I know that Stage 2 is NOT Stage 4, so I don't need to be freaking out just yet. However, I can't pretend not to be scared and sad about this news, because I'm very close with this particular auntie, and I just don't know how to cope with such a harsh discovery. The rational side of me wants to do what I always do and use the Law of Attraction and the power of positive thought to help her kick this thing. I want to set up my altar, burn sage and candles, meditate, and send her all the happy and healing thoughts I can muster. The irrational side of me wants to cry myself to sleep and let this panic attack take hold. Well, I don't WANT to let the panic rush over me, I just know that's what will happen if my defenses break and the tears begin to flow. Just two weeks ago, I had the worst panic attack I'd had in two years, so I am really not looking forward to having two big ones in two weeks, especially when my Xanax supply is nearly exhausted...

28 minutes into my 29th birthday now, blogging to keep myself busy, distracting myself with Pandora.com internet radio, stalling so I won't have to crawl into bed with my racing thoughts. I'm desperately trying to ignore the downward spiral below me, beckoning me to start worrying about the fragility of life, the "you never know what will happen tomorrow"-ness, and (worst of all) mortality in general. Actually, no, not in general. Mortality in specific, specific to someone I love dearly and who means a whole helluva lot to me.

Fuck.

This just sucks.

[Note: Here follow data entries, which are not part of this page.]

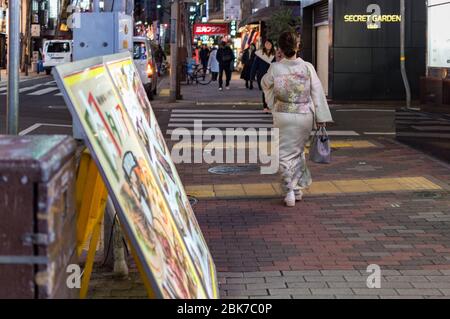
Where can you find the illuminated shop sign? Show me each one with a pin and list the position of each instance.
(210, 29)
(374, 18)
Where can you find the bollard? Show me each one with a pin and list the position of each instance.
(37, 210)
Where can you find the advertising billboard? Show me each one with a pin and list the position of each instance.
(106, 97)
(438, 34)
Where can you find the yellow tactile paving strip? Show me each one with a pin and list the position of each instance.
(164, 92)
(374, 185)
(240, 145)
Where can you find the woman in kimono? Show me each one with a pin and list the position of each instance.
(213, 64)
(298, 102)
(247, 60)
(263, 59)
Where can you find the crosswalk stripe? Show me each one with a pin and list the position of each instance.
(222, 125)
(215, 111)
(190, 120)
(264, 132)
(44, 91)
(30, 88)
(220, 116)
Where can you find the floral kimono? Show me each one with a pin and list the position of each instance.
(296, 97)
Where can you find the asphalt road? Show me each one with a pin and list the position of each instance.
(43, 111)
(39, 102)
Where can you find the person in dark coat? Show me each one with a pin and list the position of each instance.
(160, 57)
(263, 59)
(247, 60)
(204, 57)
(225, 57)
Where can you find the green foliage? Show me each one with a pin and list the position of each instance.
(281, 21)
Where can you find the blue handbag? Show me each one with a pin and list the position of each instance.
(320, 150)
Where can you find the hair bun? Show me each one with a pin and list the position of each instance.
(288, 43)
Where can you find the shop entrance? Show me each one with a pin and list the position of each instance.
(2, 51)
(322, 54)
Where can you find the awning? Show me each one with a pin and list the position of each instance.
(265, 14)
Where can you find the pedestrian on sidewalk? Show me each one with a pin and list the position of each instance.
(247, 60)
(225, 57)
(160, 57)
(297, 99)
(204, 57)
(213, 64)
(263, 59)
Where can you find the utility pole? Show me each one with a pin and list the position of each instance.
(12, 110)
(174, 50)
(402, 53)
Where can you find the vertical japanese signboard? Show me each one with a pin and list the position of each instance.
(107, 97)
(439, 33)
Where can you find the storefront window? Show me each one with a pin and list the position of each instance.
(53, 9)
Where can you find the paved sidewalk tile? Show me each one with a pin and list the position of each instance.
(264, 190)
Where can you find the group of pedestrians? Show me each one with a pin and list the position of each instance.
(220, 62)
(291, 91)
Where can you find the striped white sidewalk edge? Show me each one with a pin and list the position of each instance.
(191, 120)
(44, 91)
(263, 133)
(38, 125)
(431, 128)
(215, 111)
(229, 103)
(366, 110)
(418, 134)
(223, 125)
(205, 115)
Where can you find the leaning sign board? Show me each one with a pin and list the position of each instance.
(107, 99)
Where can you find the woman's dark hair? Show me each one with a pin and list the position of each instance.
(288, 44)
(272, 51)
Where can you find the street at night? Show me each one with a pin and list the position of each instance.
(225, 150)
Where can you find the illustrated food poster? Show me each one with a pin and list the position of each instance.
(108, 99)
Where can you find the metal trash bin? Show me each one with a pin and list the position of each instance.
(38, 218)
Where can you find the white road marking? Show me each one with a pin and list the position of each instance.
(206, 115)
(215, 111)
(366, 110)
(379, 133)
(229, 103)
(264, 132)
(38, 125)
(191, 120)
(218, 125)
(44, 91)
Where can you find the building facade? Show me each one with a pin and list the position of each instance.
(355, 46)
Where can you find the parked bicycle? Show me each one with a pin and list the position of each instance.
(196, 74)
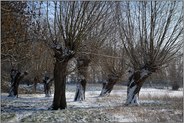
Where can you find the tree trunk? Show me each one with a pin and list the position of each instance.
(47, 87)
(36, 80)
(82, 66)
(107, 87)
(16, 78)
(60, 85)
(135, 83)
(80, 91)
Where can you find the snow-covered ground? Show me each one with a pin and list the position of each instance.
(156, 105)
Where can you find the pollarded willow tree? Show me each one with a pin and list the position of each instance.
(151, 34)
(72, 21)
(113, 64)
(91, 44)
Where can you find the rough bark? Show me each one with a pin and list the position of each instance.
(60, 72)
(80, 91)
(16, 77)
(36, 80)
(47, 86)
(60, 85)
(82, 66)
(107, 87)
(135, 83)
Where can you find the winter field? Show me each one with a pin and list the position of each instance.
(156, 105)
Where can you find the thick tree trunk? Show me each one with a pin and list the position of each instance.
(16, 78)
(107, 87)
(80, 91)
(60, 85)
(82, 66)
(47, 86)
(135, 83)
(36, 80)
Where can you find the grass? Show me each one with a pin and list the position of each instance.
(164, 107)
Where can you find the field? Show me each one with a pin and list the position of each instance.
(156, 105)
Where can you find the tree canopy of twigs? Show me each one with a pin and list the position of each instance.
(150, 31)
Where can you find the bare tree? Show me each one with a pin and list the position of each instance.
(16, 77)
(91, 44)
(113, 67)
(71, 22)
(175, 72)
(151, 35)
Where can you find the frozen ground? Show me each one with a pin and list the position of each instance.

I really, really, REALLY hope my birthday gets a bit brighter in the next 23 hours and 22 minutes...

1 comment:

Anonymous said...

Hey babe,

Follow your logic!

Healing and health... they're a very fine-toothed comb. And they're incredibly relative.
To one person, health is defined as a certain set of physical criterion, and to another, it's defined as the ability to survive adversity. Yet another will define it as the ability to cope with life's stressors. All depends on who you ask!

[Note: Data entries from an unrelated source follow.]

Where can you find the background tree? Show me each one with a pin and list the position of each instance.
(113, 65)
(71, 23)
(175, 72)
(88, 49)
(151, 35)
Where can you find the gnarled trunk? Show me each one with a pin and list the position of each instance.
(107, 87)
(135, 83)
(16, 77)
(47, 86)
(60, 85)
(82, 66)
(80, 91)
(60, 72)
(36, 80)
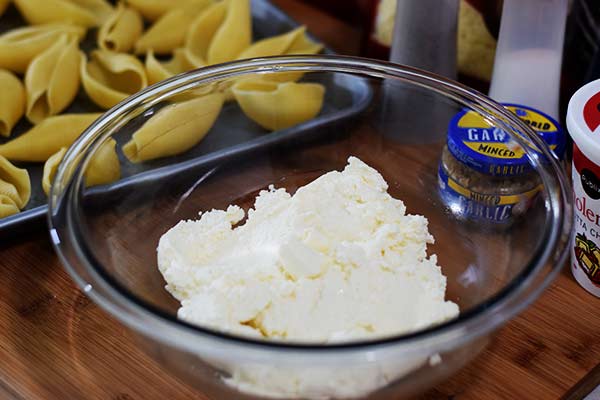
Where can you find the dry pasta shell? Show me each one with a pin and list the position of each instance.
(120, 32)
(154, 9)
(87, 13)
(168, 32)
(52, 79)
(221, 32)
(12, 101)
(110, 77)
(47, 137)
(181, 61)
(293, 42)
(15, 188)
(19, 46)
(3, 6)
(277, 106)
(174, 129)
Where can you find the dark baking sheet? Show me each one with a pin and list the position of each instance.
(233, 133)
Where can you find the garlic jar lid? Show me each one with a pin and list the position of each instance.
(490, 150)
(583, 120)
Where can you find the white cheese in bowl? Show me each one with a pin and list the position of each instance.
(339, 260)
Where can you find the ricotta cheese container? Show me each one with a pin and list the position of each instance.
(583, 123)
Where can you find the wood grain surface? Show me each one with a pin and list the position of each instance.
(56, 344)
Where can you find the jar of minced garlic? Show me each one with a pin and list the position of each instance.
(484, 175)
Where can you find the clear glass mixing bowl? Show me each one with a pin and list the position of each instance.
(392, 117)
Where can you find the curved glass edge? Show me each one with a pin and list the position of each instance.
(520, 293)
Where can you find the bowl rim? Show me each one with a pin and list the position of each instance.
(482, 318)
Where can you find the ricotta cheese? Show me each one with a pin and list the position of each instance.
(339, 260)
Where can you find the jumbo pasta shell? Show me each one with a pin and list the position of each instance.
(3, 6)
(277, 106)
(168, 33)
(174, 129)
(12, 101)
(110, 77)
(52, 80)
(181, 61)
(154, 9)
(87, 13)
(15, 183)
(222, 32)
(50, 167)
(103, 168)
(120, 32)
(293, 42)
(47, 137)
(19, 46)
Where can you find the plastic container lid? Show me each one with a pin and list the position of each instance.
(583, 120)
(492, 151)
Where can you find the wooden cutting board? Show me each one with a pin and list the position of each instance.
(55, 343)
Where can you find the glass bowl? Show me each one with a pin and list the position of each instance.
(395, 119)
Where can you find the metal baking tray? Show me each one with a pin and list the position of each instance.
(233, 133)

The best way that you will be able to combat a panic attack is to focus on your attitude about the whole thing.

Your aunt needs supportive, positive laughter and love right now. Yes, you have every right to be fearful-- but at this point, it'll be easier for you to cope with this major life stressor by deciding that you are going to give her every ounce of loving energy you can muster-- and both of you will feel better.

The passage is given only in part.